И тут Марина (не в последний, как оказалось, раз) показала характер.

— Ну иди, папа... Все хорошо, — проговорила она.

«Похоже, она и операцией собирается руководить!» — с некоторой тревогой думал я. Стиль наших будущих отношений как-то сразу проступил. Я ясно чувствовал, что никуда уже не денусь от нее, что бы ни случилось. Я понял вдруг: вот и счастье!.. но счастьем этим руководить будет она. Валить, пока не поздно? Пусть сделает Стас? Одна из первых заповедей Гришко: «Никогда не оперируйте близких! Хирург-родственник — самый плохой хирург!» А я, похоже, тут уже больше чем родственник! Значит — суперплохой хирург? А это — первая моя операция! Как бы ей последней не стать! «Впечатлительный хирург — не хирург. Сразу сломается! — еще одна заповедь Гришко. — Слоновью шкуру надо иметь». Интересно, у него сразу была такая или нарастил? Спросить? «А как ты хочешь, так и будет», — наверняка безразлично ответит Гришко. Презирает слишком задушевные разговоры. Тем более — перед операцией. «Перед тобой механизм из мяса. Вот и чини его и не отвлекайся!» — еще одна заповедь его. А у меня вместо «механизма из мяса» — сразу любовь. Что-то не туда тащит меня! Стану ли я таким хирургом, как Гришко? Что-то не похоже. Может, отказаться, пока дров не наломал? Снова его цитирую: «Кто, подходя к столу, боится, как бы дров не наломать, — тому лучше и не начинать даже, сразу отойти. Что ты в жуткую ситуацию попадешь во время операции — девяносто процентов. Будь готов! А если не готов...» Ясно.

Но она так смотрела на меня! Если вдруг слиняю — кончится все, еще не начавшись. В грош оценит тебя. Соберись! Должно же все решаться когда-то? Вот сейчас и решится! Заранее уползать не стоит. Еще поглядим! Гришко, думаю, на операцию заглянет — так что, если что!.. Ведь наизусть методику знаешь — ты мальчик старательный. Потом будешь с ней кокетничать — а сейчас лицо ее прекрасное позабудь. Отгородят занавесочкой его, как это принято. И в ту сторону — не смотри.

Если уж ты аппендицита боишься — какой ты хирург? Хватит руки тереть — чище уже не будут. Вошел в операционную. Вытянул руки, операционная сестра Катя вдела меня в халат, нащелкнула резиновые перчатки. Глянул на Марину — та вымученно улыбнулась, хотя верхняя губка ее была в капельках пота. Я подмигнул ей — и опустил «занавес» перед ее лицом.

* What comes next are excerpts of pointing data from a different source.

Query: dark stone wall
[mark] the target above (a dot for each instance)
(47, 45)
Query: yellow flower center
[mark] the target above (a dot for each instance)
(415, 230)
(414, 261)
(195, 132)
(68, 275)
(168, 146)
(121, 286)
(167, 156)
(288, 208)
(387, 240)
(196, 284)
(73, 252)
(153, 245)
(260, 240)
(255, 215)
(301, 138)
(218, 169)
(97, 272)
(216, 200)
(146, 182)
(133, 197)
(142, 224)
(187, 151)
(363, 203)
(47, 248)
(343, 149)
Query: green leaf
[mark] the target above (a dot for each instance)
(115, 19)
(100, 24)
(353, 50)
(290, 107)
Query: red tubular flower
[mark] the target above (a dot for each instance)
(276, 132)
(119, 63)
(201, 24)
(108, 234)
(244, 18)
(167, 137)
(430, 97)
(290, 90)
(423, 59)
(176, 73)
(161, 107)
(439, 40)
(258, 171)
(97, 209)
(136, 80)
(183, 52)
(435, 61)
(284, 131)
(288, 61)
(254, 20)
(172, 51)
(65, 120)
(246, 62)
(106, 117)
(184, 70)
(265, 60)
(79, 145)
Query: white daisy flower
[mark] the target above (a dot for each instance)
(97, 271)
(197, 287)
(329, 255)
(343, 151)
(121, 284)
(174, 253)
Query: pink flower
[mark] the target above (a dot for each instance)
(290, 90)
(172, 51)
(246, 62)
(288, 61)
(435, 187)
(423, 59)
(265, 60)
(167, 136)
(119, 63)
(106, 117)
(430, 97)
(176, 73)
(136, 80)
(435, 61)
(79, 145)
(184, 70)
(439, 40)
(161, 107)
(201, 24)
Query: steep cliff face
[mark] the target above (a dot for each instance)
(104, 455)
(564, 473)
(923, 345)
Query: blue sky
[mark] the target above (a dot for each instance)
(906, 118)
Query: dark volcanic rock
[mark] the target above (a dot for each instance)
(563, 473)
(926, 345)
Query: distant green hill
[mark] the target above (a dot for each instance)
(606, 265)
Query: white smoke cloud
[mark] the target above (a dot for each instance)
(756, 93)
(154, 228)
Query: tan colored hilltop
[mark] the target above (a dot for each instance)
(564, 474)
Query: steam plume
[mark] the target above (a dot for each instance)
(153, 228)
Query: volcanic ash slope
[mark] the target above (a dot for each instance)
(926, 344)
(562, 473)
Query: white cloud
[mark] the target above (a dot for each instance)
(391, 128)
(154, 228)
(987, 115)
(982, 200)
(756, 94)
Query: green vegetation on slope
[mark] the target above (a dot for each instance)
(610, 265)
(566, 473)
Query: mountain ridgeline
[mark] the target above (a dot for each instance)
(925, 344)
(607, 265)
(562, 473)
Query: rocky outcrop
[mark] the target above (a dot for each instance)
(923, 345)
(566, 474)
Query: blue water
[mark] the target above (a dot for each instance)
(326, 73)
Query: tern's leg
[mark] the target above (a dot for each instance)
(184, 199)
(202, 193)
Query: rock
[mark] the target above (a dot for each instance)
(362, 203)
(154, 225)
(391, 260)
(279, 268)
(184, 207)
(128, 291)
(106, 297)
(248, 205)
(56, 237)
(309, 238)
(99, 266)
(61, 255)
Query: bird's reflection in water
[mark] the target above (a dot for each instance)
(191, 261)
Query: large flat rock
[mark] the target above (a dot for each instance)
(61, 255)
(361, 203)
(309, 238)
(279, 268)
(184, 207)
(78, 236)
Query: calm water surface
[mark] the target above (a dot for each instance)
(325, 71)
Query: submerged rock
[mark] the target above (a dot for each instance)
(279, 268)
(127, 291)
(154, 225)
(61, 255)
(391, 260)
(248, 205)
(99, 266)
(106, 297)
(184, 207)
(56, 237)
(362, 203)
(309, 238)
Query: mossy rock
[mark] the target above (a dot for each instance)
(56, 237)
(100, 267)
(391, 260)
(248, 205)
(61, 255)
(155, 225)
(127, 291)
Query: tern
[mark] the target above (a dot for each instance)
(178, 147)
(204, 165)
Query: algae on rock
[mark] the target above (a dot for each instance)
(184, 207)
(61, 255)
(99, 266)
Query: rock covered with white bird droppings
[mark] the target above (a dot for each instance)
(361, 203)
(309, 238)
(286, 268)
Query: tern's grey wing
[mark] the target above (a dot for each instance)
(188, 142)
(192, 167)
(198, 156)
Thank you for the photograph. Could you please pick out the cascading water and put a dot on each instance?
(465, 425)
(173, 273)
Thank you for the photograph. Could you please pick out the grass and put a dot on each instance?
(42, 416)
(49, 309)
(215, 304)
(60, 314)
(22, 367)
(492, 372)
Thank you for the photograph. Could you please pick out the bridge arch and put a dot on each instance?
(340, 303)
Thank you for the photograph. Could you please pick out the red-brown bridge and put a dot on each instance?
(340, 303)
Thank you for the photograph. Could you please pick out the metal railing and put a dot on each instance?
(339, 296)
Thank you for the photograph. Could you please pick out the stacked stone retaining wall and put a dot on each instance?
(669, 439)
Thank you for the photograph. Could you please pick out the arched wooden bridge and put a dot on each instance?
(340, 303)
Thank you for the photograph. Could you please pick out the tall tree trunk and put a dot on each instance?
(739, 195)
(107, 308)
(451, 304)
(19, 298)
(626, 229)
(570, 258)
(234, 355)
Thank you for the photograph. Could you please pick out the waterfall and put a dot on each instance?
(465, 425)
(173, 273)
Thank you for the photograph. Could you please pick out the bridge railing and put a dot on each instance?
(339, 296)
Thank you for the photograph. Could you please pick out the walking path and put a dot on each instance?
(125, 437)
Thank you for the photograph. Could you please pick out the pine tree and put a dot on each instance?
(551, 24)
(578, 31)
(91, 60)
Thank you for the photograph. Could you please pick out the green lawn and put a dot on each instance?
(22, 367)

Один, стало быть, буду делать? Не пожалует Гришко? От такой «закалки» треснуть можно! И тут — Ваня появился:

— Привет тебе от Гришко!

Ну что ж — какая ни есть, а подмога! Конечно, не хирург Пирогов. Пироговым ты должен стать! Катя Ваню одела. Катя тоже, конечно, не мастер — молоко на губах.

Анестезиолог Ромашова — та зубр, конечно. Но недовольно как-то смотрит. Считает, видимо, унижением работу со мной. Ладно, не накручивай! Ей, думаю, все равно. Не выспалась, наверное, просто — с внучкой небось замучилась!

— Ну... как обычно, — я Ромашовой сказал, и это «как обычно» понравилось мне. Будто это сотая уже, рутинная для меня операция.